I clear my throat. “I no longer remember why I chose to hide it. I must have thought there was some advantage to pretending. As Dr. Gray has pointed out, my handwriting is atrocious, and if you asked me to pen letters for you, as a lady’s maid might do…” I trail off, realizing my excuse is getting even more ridiculous by the word.
“I do not know my reasoning,” I say finally.
“You only know that you barely remember your old self and feel like an entirely different person, because of the injury to your head.”
“Yes. That is it exactly.”
She folds her hands on the desk. “Do you know where I have been today, Catriona? Consulting with experts in the field of neurological science. My brother may be the medical doctor, but the brain does not interest him. Well, not unless it is splattered around a dead body. He has doubtless read some journal article on personality changes due to brain trauma, and so he has decided that explains your situation because it is a convenient solution.”
She taps an ornate wooden box. “This is what my brother likes to do with inconvenient and inconsequential problems. Box them up and shove them aside so that he may focus on the meaningful ones. His maid seems different? That is odd, but she is still filling his coffee cup and cleaning his house, so it is of no matter. She suddenly knows how to read and write? Also odd, but she can take notes now, and that is quite useful. Once, when we were children, I thought to play a delightful trick on him. Each day, I’d move something in his room at night. I planned to blame ghosts. Except my brother didn’t mention the moved objects until I pulled his dresser into the middle of the room, and he banged into it in the night. While he had noticed items had moved, until they inconvenienced him, he presumed some logical cause and carried on. Hugh joked that even if Duncan had discovered it was ghosts, he would only have processed the information and carried on, so long as they did not cause him any trouble.”
I say nothing. I know where this is going, and I’m not rushing it along. I’m too busy thinking of a way out of it.
“My brother believes brain trauma is the answer, and so he has neatly boxed that up and moved on. He sees no harm in our maid having a new personality, not if it is a far more pleasant one. But I see harm, Catriona, because I see deceit. You are up to something. I wanted to give you the benefit of the doubt, and so I consulted with experts, all of whom assured me that what I described is impossible. You hit your head. You did not suffer actual damage to your brain, not the type seen in personality changes. In short, you are lying.”
I say nothing. I need to let that accusation sit, to give it room and weight before I reply. When it’s had what it needs, I say, slowly, “Is it possible, ma’am, that if I am deceiving you, my motives are indeed harmless? If my brush with death has made me realize the—”
“—the error of your ways, and now you repent, and have become a changed person? Like Ebenezer Scrooge after facing his three Christmas ghosts?”

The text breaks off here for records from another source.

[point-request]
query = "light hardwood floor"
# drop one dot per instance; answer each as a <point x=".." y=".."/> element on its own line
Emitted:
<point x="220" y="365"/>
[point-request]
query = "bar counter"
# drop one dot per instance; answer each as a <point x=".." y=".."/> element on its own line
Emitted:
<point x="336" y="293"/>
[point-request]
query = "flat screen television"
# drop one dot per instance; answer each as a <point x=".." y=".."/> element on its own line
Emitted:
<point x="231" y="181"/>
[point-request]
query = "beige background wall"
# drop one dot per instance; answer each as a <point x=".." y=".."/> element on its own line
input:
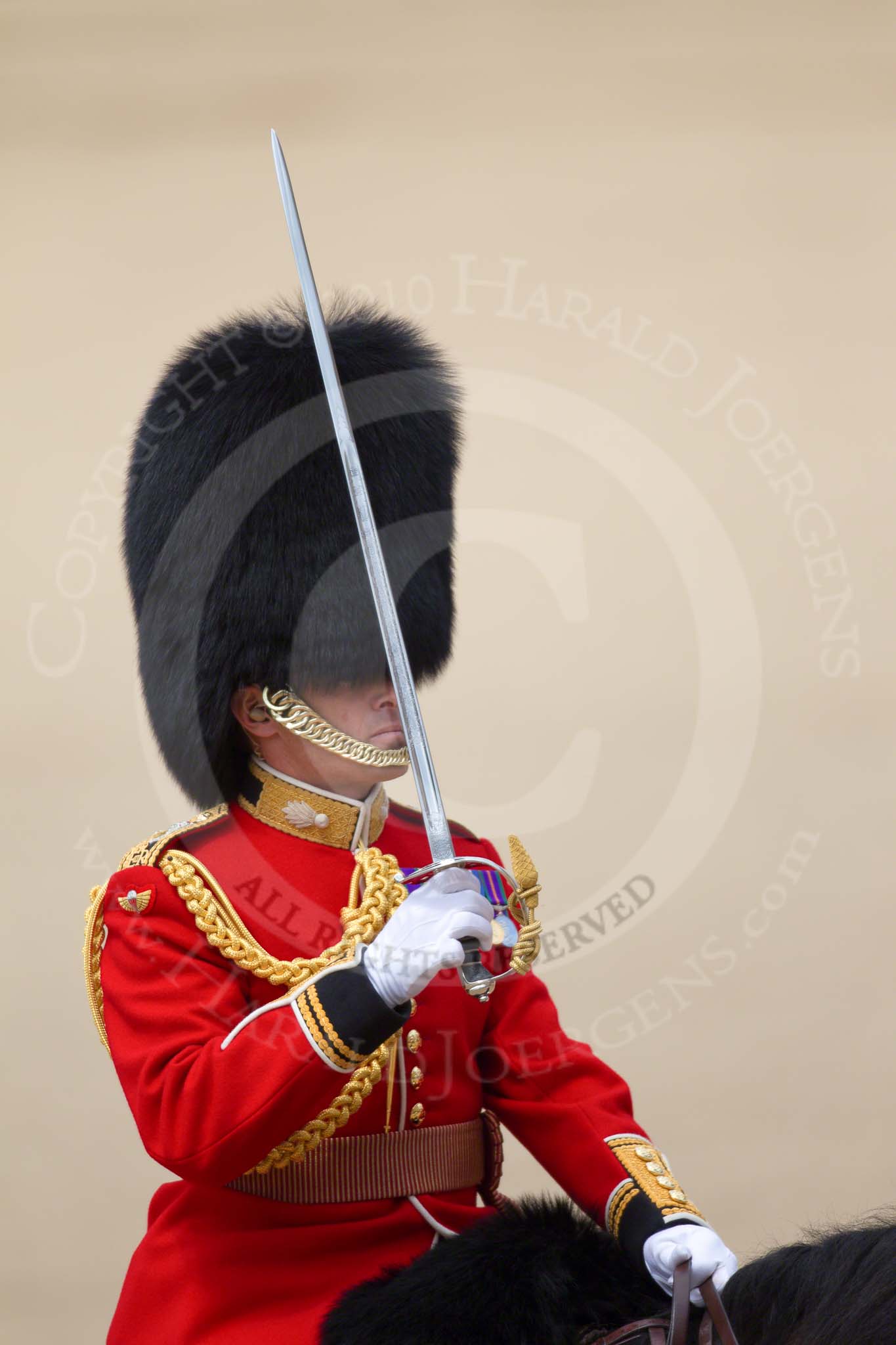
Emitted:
<point x="667" y="669"/>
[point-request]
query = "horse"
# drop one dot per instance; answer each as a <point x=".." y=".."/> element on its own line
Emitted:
<point x="540" y="1271"/>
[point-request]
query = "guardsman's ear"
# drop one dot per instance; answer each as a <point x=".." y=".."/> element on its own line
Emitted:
<point x="250" y="713"/>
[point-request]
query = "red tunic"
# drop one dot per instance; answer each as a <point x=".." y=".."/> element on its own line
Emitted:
<point x="222" y="1268"/>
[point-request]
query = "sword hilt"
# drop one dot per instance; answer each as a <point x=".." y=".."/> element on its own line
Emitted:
<point x="476" y="979"/>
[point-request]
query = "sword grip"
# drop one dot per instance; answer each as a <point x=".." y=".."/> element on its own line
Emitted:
<point x="475" y="978"/>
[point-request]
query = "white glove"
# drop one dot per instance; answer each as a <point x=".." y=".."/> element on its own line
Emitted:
<point x="423" y="935"/>
<point x="708" y="1255"/>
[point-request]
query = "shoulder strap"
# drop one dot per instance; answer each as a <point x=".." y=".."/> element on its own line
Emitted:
<point x="146" y="853"/>
<point x="150" y="852"/>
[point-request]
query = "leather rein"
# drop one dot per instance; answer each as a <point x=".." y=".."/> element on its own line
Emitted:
<point x="715" y="1328"/>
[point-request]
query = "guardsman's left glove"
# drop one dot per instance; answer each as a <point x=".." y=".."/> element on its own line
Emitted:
<point x="708" y="1255"/>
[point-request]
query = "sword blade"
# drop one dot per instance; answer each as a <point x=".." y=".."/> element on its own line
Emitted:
<point x="409" y="705"/>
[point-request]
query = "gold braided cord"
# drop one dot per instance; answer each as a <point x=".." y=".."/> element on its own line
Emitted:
<point x="95" y="934"/>
<point x="222" y="927"/>
<point x="522" y="904"/>
<point x="297" y="716"/>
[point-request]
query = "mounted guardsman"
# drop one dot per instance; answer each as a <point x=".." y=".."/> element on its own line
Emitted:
<point x="317" y="1039"/>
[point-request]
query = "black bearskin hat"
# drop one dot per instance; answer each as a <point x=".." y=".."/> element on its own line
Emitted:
<point x="241" y="544"/>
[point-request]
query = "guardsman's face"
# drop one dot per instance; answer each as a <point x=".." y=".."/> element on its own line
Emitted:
<point x="368" y="713"/>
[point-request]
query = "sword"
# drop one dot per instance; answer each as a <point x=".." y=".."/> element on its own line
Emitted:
<point x="475" y="978"/>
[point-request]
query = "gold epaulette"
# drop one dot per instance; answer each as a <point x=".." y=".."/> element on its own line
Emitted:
<point x="147" y="853"/>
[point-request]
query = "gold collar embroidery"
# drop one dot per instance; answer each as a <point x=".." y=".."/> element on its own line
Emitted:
<point x="313" y="814"/>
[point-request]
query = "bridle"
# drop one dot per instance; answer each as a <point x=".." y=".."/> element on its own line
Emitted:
<point x="715" y="1328"/>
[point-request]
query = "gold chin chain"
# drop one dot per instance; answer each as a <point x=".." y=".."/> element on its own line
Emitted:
<point x="299" y="717"/>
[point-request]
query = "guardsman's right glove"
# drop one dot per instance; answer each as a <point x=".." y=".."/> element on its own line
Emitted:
<point x="422" y="935"/>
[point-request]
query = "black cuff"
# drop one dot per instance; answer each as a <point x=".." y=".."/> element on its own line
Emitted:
<point x="640" y="1220"/>
<point x="347" y="1017"/>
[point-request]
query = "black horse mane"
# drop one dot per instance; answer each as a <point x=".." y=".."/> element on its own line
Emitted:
<point x="837" y="1287"/>
<point x="539" y="1271"/>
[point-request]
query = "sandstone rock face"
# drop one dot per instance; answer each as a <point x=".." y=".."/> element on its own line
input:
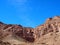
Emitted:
<point x="52" y="25"/>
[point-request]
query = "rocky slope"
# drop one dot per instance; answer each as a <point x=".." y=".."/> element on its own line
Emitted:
<point x="45" y="34"/>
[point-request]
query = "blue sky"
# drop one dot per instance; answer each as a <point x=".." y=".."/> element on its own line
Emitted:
<point x="29" y="13"/>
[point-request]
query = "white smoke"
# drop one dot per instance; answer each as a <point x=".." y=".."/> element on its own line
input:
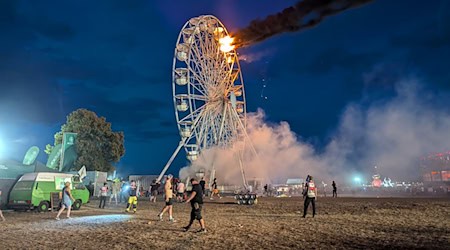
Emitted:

“I know you are mocking me, ma’am, but I do want to do better, and perhaps I would like to forget who I was. I am simply going about it the wrong way, blaming the injury.”
“That’s the truth then? That this is the new Catriona Mitchell? Not a guise pulled on to please?”
I frown at her.
She leans back in her chair. “Come now, Catriona. Do you think me that gullible? You were attacked in the Grassmarket, where you ought not to have been. I was on holiday, and you took advantage. You became involved in something that led to a near-fatal attack. When you woke, you feared my brother would send you on your way. If not, surely I would when I returned. Is it possible you had a change of heart? A near-death turning point? Yes, but you are presenting us with an almost unrecognizable Catriona. One who is well mannered yet not fawning. Confident yet not haughty. Intelligent. Hardworking. Respectful to Mrs. Wallace. Kind to Alice. And instead of your usual disgust at working for an undertaker, you are greatly interested in his studies, even reading a thirteenth-century translated work on it.”